I store my passwords in a KeePass password database, encrypted using AES using a reasonably long passphrase; I have it set to require the passphrase if the window loses focus for more than 30 seconds. I then synchronize it using Dropbox between various computers, as well as so I can download it if I’m on a new computer that I trust enough to log into stuff on. I also have my PGP private key on my laptop. Noticeably, there are several password I have that are not written down anywhere: my MIT Kerberos password, my Gmail password (most of my password reset e-mails would be sent there, so if it was compromised everything else would be too), the KeePass database password, and my Dropbox password. And of course there’s a password on my laptop, but I wouldn’t rely on that for anything beyond keeping someone from looking at my stuff while I’m temporarily out.

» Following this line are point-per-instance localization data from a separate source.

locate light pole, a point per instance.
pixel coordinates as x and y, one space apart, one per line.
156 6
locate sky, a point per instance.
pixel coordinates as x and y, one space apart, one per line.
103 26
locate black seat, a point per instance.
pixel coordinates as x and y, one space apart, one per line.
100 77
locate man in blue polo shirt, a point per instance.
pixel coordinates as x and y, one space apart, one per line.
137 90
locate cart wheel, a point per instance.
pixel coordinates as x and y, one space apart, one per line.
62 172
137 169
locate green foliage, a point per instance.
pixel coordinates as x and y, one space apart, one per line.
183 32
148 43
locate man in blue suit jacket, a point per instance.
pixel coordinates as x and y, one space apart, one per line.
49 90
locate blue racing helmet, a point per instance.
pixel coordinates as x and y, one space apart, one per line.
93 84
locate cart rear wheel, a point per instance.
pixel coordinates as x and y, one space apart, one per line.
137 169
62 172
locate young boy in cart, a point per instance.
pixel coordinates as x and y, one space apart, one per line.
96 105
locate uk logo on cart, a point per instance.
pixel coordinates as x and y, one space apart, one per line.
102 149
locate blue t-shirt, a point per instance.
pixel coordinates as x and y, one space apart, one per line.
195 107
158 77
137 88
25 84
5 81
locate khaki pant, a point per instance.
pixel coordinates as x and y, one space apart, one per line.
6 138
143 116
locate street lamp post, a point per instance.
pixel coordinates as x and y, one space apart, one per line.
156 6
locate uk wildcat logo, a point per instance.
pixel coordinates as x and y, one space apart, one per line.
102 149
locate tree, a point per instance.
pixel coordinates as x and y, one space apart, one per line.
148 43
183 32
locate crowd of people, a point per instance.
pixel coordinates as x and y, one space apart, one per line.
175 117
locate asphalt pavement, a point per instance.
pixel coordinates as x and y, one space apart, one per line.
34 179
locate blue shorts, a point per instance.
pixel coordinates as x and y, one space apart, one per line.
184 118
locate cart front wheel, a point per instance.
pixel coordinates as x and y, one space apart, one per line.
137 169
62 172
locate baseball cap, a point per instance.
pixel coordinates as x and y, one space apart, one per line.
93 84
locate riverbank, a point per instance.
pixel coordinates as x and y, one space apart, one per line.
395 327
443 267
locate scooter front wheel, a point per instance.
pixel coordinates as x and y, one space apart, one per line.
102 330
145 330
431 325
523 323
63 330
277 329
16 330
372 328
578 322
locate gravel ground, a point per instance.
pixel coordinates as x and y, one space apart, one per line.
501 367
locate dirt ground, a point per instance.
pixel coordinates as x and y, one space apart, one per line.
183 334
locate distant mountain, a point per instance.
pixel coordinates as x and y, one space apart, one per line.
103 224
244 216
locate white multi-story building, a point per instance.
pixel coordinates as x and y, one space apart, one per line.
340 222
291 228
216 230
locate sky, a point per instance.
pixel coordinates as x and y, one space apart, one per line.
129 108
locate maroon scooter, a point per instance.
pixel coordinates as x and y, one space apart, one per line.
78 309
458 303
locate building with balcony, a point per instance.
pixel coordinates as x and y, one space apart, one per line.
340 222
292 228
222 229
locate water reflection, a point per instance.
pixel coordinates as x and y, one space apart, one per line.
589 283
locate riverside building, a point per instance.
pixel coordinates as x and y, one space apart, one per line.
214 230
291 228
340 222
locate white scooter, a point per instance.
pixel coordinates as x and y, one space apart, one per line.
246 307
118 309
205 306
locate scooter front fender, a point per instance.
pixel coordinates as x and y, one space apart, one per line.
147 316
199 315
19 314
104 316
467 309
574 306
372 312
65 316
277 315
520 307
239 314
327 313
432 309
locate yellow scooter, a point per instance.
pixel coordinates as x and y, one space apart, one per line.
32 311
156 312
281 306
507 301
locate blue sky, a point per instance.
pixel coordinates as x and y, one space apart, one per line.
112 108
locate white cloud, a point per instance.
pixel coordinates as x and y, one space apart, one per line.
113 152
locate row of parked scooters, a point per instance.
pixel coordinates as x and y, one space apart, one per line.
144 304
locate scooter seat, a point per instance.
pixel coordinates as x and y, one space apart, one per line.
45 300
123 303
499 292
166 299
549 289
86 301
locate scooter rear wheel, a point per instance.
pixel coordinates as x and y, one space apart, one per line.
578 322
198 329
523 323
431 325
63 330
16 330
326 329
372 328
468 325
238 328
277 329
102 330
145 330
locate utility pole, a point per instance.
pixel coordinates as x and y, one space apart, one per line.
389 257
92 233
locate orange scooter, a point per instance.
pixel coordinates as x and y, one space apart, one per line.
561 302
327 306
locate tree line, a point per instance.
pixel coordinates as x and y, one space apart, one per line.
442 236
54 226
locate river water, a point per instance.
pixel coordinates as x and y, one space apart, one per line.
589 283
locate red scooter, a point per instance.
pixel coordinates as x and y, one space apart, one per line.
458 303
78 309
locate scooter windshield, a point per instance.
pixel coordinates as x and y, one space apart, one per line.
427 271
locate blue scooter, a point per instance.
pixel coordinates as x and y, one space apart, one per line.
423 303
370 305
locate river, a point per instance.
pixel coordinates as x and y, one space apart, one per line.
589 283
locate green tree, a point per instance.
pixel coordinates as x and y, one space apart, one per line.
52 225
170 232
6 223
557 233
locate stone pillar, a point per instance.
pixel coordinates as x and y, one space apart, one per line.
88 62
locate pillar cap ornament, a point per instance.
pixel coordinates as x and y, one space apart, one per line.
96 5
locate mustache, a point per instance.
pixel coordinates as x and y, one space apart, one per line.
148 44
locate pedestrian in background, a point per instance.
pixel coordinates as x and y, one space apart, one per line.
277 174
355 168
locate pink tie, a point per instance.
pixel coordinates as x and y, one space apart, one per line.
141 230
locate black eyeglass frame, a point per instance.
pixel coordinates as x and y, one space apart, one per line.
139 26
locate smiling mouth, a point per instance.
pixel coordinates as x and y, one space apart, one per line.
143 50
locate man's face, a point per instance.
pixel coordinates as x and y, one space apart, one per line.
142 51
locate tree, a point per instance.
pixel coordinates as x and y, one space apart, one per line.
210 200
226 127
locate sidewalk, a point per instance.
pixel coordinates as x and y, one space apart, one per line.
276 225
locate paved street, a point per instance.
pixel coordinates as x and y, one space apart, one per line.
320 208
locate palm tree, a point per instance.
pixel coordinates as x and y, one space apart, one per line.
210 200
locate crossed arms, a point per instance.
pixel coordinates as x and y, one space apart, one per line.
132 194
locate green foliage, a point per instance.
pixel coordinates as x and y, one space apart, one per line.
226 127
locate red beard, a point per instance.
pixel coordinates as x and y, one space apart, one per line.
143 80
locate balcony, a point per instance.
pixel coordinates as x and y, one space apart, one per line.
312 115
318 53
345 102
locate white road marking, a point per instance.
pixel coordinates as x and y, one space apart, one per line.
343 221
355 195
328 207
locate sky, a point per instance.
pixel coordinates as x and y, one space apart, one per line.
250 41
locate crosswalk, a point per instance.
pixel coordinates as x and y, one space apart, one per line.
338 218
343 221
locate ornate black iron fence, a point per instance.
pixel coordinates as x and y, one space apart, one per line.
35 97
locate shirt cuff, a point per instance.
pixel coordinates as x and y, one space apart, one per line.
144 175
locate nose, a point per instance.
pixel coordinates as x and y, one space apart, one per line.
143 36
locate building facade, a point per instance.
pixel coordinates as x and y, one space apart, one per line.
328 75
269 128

So what does that mean in case the laptop’s stolen? Step one is to go everywhere I know of that I can sign into using public key cryptography on this machine and delete the keys; fortunately, the only such machine at the moment is the Github remotes and my VM; I’d also force-disconnect any ssh sessions that I left open by killing the processes. After that’s done, I change my Gmail password in case I left myself logged in or cookied or something, and forcibly sign out all my other accounts using the link on the bottom. If the password’s been changed or it’s been more than a day or so since I last saw the laptop, I assume all my accounts are compromised. The third step is to backup the password database and then delete it from Dropbox; if the person who stole it isn’t smart, the next time it connects to the internet it’ll delete the local copy. Interestingly, even if I change the Dropbox password, the computer will still have access to my files; if I want to disable syncing, I have to unlink the computer it on the website (which does tell me when the last sync occurred). Then I change the password for my AOL and MSN accounts; MSN only lets you sign on from one place at a time, but AOL doesn’t, and I don’t know if it’s possible to force a logout. Finally, I’d probably revoke my public key; I know enough people who can get it signed that are in the strong set that it’s not terribly difficult to get back in there. I have a printout of my revocation certificate for just this occasion.